Because the compound is an oxide it contains only nitrogen and oxygen.
The % oxygen in the compound is 100-25.9% =74.1%
Remember in empirical formula we can treat the % as having 100g of the compound, there would be 25,9 g nitrogen and 74.1 g oxygen.
Steps in empirical formula
1. Find the number of moles of each element
Nitrogen 25.9/14.0 = 1.85; Oxygen 74.1/16.0 =4.63
2. Dividing by the smallest # of moles will give us the ration of moles of element in the compound
N : O
1.85/1.85 4.63/1.85
1 :2.5
Empirical formula is N2O5
Molecular formula when obtained gives the molecular weight or molar mass of the compound.

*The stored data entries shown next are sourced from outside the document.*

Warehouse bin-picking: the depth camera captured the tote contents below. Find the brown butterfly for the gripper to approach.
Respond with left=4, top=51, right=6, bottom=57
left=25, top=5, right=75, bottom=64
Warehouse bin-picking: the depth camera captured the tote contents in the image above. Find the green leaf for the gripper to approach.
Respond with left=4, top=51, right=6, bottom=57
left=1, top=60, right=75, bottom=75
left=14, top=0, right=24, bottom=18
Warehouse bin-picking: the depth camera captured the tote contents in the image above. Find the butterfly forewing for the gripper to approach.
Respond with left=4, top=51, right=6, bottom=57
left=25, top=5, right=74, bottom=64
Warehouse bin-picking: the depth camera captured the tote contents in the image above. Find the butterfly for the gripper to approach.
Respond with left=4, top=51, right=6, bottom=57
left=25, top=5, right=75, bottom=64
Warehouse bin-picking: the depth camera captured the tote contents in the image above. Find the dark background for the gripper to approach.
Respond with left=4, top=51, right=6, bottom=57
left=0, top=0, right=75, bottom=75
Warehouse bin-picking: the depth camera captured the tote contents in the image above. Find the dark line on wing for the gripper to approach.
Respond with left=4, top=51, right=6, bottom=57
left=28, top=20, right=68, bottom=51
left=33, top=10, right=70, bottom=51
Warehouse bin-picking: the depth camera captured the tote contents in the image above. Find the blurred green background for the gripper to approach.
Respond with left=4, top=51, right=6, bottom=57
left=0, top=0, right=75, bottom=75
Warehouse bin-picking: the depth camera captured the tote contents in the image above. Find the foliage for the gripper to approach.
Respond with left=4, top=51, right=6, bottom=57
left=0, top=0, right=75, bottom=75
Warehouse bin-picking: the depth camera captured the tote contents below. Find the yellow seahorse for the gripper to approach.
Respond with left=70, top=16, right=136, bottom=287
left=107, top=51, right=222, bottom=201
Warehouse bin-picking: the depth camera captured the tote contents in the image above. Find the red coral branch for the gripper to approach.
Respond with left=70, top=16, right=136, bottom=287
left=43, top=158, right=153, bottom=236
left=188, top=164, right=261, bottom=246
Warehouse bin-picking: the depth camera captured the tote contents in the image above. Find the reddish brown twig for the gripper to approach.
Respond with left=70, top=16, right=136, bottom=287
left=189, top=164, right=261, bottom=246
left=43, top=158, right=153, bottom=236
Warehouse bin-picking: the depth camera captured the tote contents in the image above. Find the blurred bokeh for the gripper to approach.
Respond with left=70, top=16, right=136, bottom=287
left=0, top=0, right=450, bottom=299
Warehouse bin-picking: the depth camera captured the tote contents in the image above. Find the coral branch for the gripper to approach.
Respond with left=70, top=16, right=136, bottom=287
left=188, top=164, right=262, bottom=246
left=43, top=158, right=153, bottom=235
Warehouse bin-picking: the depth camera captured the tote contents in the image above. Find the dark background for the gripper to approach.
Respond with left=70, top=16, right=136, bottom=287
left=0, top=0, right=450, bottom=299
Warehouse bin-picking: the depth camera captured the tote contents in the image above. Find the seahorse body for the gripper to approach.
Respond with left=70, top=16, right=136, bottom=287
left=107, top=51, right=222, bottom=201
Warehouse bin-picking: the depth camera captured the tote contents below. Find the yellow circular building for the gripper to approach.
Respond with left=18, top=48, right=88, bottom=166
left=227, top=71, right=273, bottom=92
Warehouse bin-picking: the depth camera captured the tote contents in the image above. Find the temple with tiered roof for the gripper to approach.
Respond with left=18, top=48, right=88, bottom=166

Because we are dealing with a gas and the conditions given 1.00 atm and 273.15 represents STP,
we should know that one mole of any gas at STP occupies 22.4 liters and the mass of one mole of a gas is the same as its molar /molecular mass.
From the information given, we can find the molar/molecular mass
(22.4 L /1 mol gas) x (54g /11.2 L) = 108 g/mol.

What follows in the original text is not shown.